FREQUENCY AND UTILIZATION
– Procedure is limited to once per vertebral body in a patient’s lifetime.
BILLING AND CODING GUIDANCE
– Use CPT 64628 for first two vertebral bodies treated; CPT 64629 for each additional vertebral body.
– Include all imaging guidance in procedure codes; do not separately bill imaging guidance codes.
– Follow Medicare claims processing requirements for complete and accurate data submission per Social Security Act §1833(e).
– Modifier usage not explicitly stated in source.
ANESTHESIA
– Moderate/conscious sedation or general anesthesia allowed during procedure.

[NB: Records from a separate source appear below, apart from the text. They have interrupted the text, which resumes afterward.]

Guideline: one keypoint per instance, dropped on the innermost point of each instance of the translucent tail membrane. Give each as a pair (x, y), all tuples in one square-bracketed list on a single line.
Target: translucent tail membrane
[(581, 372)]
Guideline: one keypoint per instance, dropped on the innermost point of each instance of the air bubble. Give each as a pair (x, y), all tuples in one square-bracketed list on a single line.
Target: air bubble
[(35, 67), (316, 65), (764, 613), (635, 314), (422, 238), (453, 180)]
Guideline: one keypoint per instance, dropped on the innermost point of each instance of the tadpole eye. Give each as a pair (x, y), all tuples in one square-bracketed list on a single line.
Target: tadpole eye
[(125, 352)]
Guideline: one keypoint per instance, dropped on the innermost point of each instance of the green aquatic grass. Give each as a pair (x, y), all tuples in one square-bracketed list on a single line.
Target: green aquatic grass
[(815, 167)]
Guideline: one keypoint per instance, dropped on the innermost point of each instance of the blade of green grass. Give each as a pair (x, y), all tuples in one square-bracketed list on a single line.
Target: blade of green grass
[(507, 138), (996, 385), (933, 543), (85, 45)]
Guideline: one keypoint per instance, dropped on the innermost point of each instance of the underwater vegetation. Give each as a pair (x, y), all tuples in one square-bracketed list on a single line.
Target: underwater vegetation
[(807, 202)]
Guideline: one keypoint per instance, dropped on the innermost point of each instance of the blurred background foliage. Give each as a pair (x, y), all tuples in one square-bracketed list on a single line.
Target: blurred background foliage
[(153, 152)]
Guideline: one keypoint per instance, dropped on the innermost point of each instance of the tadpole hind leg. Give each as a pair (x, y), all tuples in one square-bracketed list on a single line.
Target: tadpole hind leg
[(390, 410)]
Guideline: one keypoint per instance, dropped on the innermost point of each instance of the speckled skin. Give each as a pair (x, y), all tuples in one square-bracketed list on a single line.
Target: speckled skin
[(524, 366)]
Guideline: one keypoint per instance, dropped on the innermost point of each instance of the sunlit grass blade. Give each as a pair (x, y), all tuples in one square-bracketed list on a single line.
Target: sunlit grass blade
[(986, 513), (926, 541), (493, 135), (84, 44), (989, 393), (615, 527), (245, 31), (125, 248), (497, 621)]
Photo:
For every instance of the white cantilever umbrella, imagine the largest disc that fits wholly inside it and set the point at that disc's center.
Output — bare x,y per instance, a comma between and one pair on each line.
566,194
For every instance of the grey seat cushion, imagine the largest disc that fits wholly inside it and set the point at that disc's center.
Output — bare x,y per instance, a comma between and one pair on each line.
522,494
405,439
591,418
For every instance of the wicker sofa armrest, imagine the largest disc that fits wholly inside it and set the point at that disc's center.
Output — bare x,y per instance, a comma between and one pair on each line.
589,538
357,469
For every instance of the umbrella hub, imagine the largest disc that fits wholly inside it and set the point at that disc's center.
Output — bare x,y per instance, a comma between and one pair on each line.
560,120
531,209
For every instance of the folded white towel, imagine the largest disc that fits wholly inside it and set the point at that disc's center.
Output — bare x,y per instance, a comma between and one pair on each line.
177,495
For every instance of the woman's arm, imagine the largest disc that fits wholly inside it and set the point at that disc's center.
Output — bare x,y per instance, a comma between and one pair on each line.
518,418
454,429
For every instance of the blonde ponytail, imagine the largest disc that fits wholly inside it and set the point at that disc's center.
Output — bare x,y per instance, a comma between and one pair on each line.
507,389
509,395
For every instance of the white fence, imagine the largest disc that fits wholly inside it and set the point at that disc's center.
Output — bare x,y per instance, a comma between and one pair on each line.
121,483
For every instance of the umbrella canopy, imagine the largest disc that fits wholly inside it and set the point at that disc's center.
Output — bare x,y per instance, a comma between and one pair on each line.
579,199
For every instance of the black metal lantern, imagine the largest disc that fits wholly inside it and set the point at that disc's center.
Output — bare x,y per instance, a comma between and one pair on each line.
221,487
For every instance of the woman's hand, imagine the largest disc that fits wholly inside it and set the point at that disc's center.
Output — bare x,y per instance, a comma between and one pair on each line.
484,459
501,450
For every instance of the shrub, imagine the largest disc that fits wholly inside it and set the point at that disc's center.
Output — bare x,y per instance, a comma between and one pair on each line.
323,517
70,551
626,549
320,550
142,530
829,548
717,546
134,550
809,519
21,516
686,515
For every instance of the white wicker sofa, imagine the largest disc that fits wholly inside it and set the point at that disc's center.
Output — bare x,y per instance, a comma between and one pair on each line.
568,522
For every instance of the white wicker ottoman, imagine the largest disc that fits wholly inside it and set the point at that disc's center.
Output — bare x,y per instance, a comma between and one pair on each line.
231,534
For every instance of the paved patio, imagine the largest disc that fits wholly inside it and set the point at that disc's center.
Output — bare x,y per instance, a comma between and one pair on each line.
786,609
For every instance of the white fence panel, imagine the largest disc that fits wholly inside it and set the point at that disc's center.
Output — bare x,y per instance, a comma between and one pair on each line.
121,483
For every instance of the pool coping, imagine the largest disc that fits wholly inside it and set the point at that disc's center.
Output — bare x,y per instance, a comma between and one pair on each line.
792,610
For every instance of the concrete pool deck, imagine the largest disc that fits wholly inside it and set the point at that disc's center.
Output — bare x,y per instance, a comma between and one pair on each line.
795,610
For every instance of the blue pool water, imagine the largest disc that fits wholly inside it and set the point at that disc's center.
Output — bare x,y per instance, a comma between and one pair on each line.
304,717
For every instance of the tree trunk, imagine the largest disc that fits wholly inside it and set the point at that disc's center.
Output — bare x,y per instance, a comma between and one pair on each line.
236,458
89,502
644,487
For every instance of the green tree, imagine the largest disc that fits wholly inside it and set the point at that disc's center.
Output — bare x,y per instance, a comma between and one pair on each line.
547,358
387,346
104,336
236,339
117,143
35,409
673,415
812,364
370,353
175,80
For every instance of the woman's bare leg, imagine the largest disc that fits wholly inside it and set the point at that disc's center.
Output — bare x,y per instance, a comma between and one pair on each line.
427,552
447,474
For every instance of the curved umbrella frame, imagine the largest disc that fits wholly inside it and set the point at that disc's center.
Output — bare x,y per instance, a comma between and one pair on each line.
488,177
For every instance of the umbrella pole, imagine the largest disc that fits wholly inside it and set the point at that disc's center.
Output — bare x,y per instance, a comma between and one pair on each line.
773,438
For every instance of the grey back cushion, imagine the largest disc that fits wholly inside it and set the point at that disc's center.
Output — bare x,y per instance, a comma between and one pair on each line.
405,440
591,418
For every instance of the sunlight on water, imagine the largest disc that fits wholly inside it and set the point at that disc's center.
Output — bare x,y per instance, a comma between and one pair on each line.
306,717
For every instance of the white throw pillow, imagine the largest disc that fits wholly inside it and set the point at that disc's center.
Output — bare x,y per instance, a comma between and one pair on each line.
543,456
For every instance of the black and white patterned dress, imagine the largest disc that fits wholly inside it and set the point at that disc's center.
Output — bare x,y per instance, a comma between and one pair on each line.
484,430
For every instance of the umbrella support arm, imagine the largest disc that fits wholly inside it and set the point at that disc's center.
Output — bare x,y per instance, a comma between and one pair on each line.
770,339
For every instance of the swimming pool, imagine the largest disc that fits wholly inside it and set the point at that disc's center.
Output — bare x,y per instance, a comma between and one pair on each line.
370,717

DENIAL RISK AND COMMON TRIGGERS
– Lack of documentation of failed conservative treatment ≥6 months.
– Absence of Modic changes on MRI or improper imaging documentation.
– Presence of excluded diagnoses or prior disqualifying surgeries not documented or identified.
– Repeat procedures on same vertebral body.
– Incomplete documentation of multidisciplinary evaluation or baseline pain/disability score.
– Billing for imaging guidance separately from CPT 64628/64629.
DOCUMENTATION EXPECTATIONS
– Supportive clinical history including pain duration, intensity, and functional impact using a validated scale.
– Detailed documentation of conservative management methods and failure.
– MRI reports confirming Modic type 1 or 2 changes at L3-S1 levels.
– Multidisciplinary evaluations including psychological assessment with documented results.
– Procedure note documenting vertebral levels treated, sedation/anesthesia used, and imaging guidance performed.
PROVIDER QUALIFICATIONS
– Not clearly stated in source.
IMAGING
– MRI required to demonstrate Modic changes (Type 1 or 2) at corresponding vertebral levels prior to procedure.
RELATED REFERENCES
– LCD L40302 version 2 for thermal destruction of intraosseous BVN.
– CMS Medicare Claims Processing Manual, Chapter 13 and 23 regarding billing and NCCI compliance.
– Article A60324 provides billing and coding instructions aligned with LCD.
NOT CLEARLY STATED IN SOURCE
– Specific modifier use for procedure reporting.
– Detailed provider credential requirements.
– Exact frequency limits beyond once per vertebral body per lifetime mention.
– Requirements for preauthorization or other prior administrative steps.